Let’s take a look at a few regulations regarding customer data that you should be aware of:
- SEC rule 17a requires some companies to store email communications and be able to easily retrieve them for a period of three years. IF your data is poor, you can’t accurately index or retrieve messages. Already the SEC has fined five large investment banks more than $8 million for noncompliance to this rule.
- Fair Credit Reporting Act (FCRA) promotes the accuracy, fairness, and privacy of consumer information, in other words, it is protection against the misuse or misreporting of your own credit information. This is targeted towards creditors, collectors, or credit reporting agencies. This can cause a decrease in credit score, denied credit, higher interest rates and more.
- Canada’s Anti-Spam Law (CASL) went into effect on July 1st, 2014 and is known to be one of the roughest laws in the world. It was placed for the protection of Canadians to ensure that businesses can continue to be apart of the global marketplace. If you’re in Canada or you are sending to a Canadian resident you need to comply with CASL.
- California Consumer Privacy Act of 2018 allows California residents the right to tell a business to not share or sell sensitive personal information. As of January 1, 2020, companies all over the world must comply with processing personal data of California residents. This was adopted in June 28, 2018, after the “ballot initiative”.
- General Data Protection Regulation (GDPR) is one of the most recent regulations by the European Union affected on May 25th, 2018. The primary aim of the GDPR is to regulate how the personal data of EU residents are processed - even by businesses that have no physical or legal presence in the EU. Organizations can face a hefty fine for non-compliance: Up to €20 million or 4 percent of annual global revenue, whichever is higher.
3. Legal
Sending to malicious email addresses like spam traps, bots, moles and others is a serious liability. It can open you up to litigation and fines. You may have heard of the Publishers Clearing House Lawsuit? If you haven’t they are known for their “You may have already won” marketing line. It has been hit with a class-action lawsuit because their email messages were misleading people into believing they would have a better chance of winning prizes if they purchase services from their firm.

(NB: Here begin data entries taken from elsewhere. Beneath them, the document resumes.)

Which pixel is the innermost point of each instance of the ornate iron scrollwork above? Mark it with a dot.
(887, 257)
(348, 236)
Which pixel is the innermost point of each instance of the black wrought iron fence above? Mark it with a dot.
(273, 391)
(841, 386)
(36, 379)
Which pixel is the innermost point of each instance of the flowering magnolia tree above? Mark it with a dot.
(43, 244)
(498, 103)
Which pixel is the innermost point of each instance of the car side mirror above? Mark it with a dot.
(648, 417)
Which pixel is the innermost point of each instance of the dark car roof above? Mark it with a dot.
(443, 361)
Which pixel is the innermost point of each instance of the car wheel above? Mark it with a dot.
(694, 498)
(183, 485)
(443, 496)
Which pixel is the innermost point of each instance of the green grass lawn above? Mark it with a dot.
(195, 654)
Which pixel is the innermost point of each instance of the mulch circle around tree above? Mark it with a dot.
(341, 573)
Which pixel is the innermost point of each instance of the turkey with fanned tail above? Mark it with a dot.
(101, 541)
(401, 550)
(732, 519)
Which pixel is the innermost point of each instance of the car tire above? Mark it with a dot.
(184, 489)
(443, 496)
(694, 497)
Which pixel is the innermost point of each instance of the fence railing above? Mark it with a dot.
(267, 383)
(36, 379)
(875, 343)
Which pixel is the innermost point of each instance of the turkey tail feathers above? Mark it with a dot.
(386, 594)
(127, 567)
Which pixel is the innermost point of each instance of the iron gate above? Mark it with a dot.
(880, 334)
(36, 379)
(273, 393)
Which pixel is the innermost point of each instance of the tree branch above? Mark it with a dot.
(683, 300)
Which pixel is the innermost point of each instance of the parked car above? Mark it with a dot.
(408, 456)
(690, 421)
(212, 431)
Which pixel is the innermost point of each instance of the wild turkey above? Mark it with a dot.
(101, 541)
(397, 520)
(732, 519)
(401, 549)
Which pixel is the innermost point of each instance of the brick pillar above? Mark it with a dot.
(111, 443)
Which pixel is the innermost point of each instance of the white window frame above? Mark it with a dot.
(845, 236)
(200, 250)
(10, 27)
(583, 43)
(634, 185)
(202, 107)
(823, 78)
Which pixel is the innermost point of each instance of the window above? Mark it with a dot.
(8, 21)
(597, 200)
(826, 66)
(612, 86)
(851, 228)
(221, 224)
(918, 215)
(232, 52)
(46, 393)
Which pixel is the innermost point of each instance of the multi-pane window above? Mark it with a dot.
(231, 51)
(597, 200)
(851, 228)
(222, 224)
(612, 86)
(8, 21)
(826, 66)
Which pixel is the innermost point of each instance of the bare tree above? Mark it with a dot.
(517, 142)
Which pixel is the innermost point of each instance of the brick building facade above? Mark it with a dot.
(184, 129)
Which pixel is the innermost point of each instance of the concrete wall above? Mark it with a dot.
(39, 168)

According to Mediapost, “The complaint alleges that Publishers Clearing House uses such personalized subject lines and headers as:
- Deposit of (Recipient’s name) Prize Number Must Be Accepted!
- Payment Transfer Notice Alert- Authorized
- (Recipient) will Become the Immediate Owner
- Office of the Controller: Funds Authorized for Release on 10/13
- Less Than 5% of Our Members Will Receive This Recipient)
4. Reputation
A poor company reputation can come down to something as simple as poor email practices. It is obvious that disorganized, and misspelled emails will make you less credible. Even sending to an email list you have had no contact with will dramatically affect your reputation. If you send duplicates, or misspelled addresses, it can be a huge red flag to customers that you are not organized. If you’re continuously making these same mistakes day by day it could lead to opt-outs, unhappy customers, and potential blacklistings if you hit spam traps. This will then lead to a decrease in your sender reputation, and in your deliverability rates. In the end you will lose out on potential revenues from emails that never reached their intended recipients all due to poor email practices.
Be sure to follow best email practices in order to drive revenues and to create better overall email campaigns that your customers will be happy with. The power of Email Verification and Multi-Method Email Hygiene can save you money, time and headaches down the road.